Halle wächst wieder. Dies ist erfreulich und Verdienst einer klugen Stadtentwicklungspolitik der letzten drei Jahrzehnte. Nachdem die Stadt zwischen 1990 und 2010 rund ein Viertel seiner Einwohner verloren hatte, hat sie seitdem in kleinen Schritten wieder zulegen können. Sie wächst zwar dabei beispielsweise nicht in dem Tempo von Leipzig, dennoch sind die Herausforderungen vergleichbar. Mittlerweile findet eine Ausdifferenzierung innerhalb der Stadtgrenzen statt – vor allem in sozialer und demografischer Hinsicht. Insbesondere die Altstadt und die meisten gründerzeitlichen Stadterweiterungsgebiete haben eine überdurchschnittliche Preisentwicklung vollzogen. Die Kaltmieten im Geschosswohnungsbau liegen in der Altstadt, der nördlichen Innenstadt sowie Paulus- und Giebichensteinviertel mit den Angebotsmieten im Schnitt zwischen 6,51-8,00 Euro/m² über dem städtischen Durchschnitt von 6,07 Euro/m². (https://www.wohnungsboerse.net/mietspiegel-Halle-Saale/7771). Die Erstvermietung liegt dort nach Sanierung oder Neubau sogar noch weit höher. Zum Vergleich: Für die angemessenen Unterkunftskosten (KdU) bezahlt die Stadt für einen 1-Personen-Haushalt aber nur 6,05 Euro/m² (bis 50 m²).

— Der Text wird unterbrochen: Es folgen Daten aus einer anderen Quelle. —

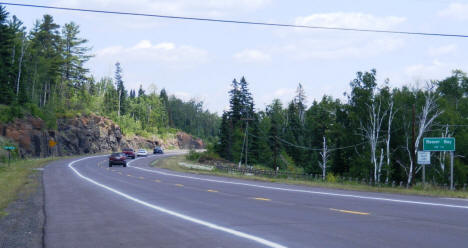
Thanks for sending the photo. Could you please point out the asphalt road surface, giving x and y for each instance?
(88, 204)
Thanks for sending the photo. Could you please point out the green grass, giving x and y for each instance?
(172, 164)
(16, 178)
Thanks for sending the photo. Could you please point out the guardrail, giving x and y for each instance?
(318, 178)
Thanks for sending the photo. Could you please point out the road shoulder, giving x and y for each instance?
(23, 225)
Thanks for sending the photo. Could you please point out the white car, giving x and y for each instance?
(142, 153)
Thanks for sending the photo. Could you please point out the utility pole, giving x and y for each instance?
(247, 138)
(413, 145)
(451, 170)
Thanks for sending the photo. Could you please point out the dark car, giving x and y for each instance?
(129, 152)
(118, 159)
(158, 150)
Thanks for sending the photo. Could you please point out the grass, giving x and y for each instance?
(17, 178)
(172, 164)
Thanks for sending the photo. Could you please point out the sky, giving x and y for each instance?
(199, 60)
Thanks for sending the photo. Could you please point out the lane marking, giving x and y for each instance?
(349, 211)
(306, 191)
(176, 214)
(261, 199)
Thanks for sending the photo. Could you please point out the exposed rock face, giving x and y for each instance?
(82, 135)
(186, 141)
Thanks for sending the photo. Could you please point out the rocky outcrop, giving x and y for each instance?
(82, 135)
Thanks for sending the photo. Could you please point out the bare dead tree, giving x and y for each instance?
(372, 133)
(20, 65)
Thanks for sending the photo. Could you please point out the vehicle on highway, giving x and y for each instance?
(142, 153)
(118, 158)
(158, 150)
(129, 152)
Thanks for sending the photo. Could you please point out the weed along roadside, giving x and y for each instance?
(17, 177)
(179, 163)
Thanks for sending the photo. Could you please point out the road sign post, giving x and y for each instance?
(444, 144)
(9, 149)
(424, 158)
(439, 144)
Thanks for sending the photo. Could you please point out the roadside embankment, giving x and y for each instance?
(176, 163)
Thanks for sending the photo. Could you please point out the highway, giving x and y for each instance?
(88, 204)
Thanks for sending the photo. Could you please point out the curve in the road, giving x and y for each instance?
(173, 213)
(305, 191)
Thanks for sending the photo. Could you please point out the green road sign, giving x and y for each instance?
(439, 144)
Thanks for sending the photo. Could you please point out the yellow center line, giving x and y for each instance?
(349, 212)
(261, 199)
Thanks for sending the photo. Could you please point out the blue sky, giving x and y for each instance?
(199, 59)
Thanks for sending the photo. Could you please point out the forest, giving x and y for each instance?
(43, 73)
(375, 133)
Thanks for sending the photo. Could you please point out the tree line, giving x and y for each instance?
(43, 73)
(375, 133)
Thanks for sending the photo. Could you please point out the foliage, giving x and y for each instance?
(43, 74)
(281, 136)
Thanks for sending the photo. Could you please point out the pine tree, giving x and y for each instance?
(121, 91)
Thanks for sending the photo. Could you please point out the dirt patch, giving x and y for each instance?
(22, 222)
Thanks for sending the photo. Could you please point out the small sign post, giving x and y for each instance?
(443, 144)
(9, 149)
(424, 158)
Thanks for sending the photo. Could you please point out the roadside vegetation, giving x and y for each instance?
(374, 132)
(17, 178)
(43, 74)
(173, 163)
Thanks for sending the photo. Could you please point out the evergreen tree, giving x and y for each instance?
(121, 91)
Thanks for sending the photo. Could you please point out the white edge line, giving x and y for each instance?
(175, 214)
(305, 191)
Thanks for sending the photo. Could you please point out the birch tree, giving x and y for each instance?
(371, 131)
(426, 117)
(391, 116)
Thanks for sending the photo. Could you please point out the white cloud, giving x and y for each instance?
(341, 49)
(443, 50)
(145, 51)
(350, 20)
(171, 7)
(434, 70)
(455, 10)
(251, 56)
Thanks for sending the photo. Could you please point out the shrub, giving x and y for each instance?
(193, 155)
(331, 178)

Eine Entwicklung, die bereits seit einigen Jahren verläuft. Diese Stadtteile sind somit für die Leistungsbeziehenden in der Grundsicherung bzw. von Personen mit kleinen Einkommen zu teuer geworden. Gleichzeitig ist die Sanierungstätigkeit in den innenstädtischen Lagen am stärksten. Die mittlerweile hohen energetischen Standards in der Gebäudesanierung und im Neubau treiben in Halle die Angebots- bzw. Neumieten in schwindelerregende Höhen. Meines Erachtens muss es um die Dämpfung von Sanierungskosten gehen und eine Verpflichtung der kommunalen Wohnungsgesellschaften erreicht werden, einen bestimmten Prozentsatz der Wohnungen in den nachgefragten Stadtteilen innerhalb der KdU-Grenzen zu halten. Und zwar über alle KdU-Grenzen hinweg (1-6 Personen). Möglicherweise auch durch eine Reduzierung der Gewinnabführungen der städtischen Wohnungsgesellschaften an den Stadthaushalt, um der sozialen Dimension in der Stadtentwicklung gerecht zu werden. Bei der Dämpfung der Sanierungskosten ist der Gesetzgeber gefragt!
Ohne sozialen Wohnungsbau und bezahlbaren Mieten für alle Teile der Stadtgesellschaft wird kein dauerhafter sozialer Friede in unserer Stadt gelingen. Eine Stadtentwicklungspolitik, die auf der Logik maximaler Immobilienverwertungsstrategien basiert, ist zwar aus kapitalistischer Sicht richtig, aber die langfristigen sozialen Folgekosten werden die kurzfristigen Gewinne übersteigen. Eine solche Politik ist zum Scheitern verurteilt.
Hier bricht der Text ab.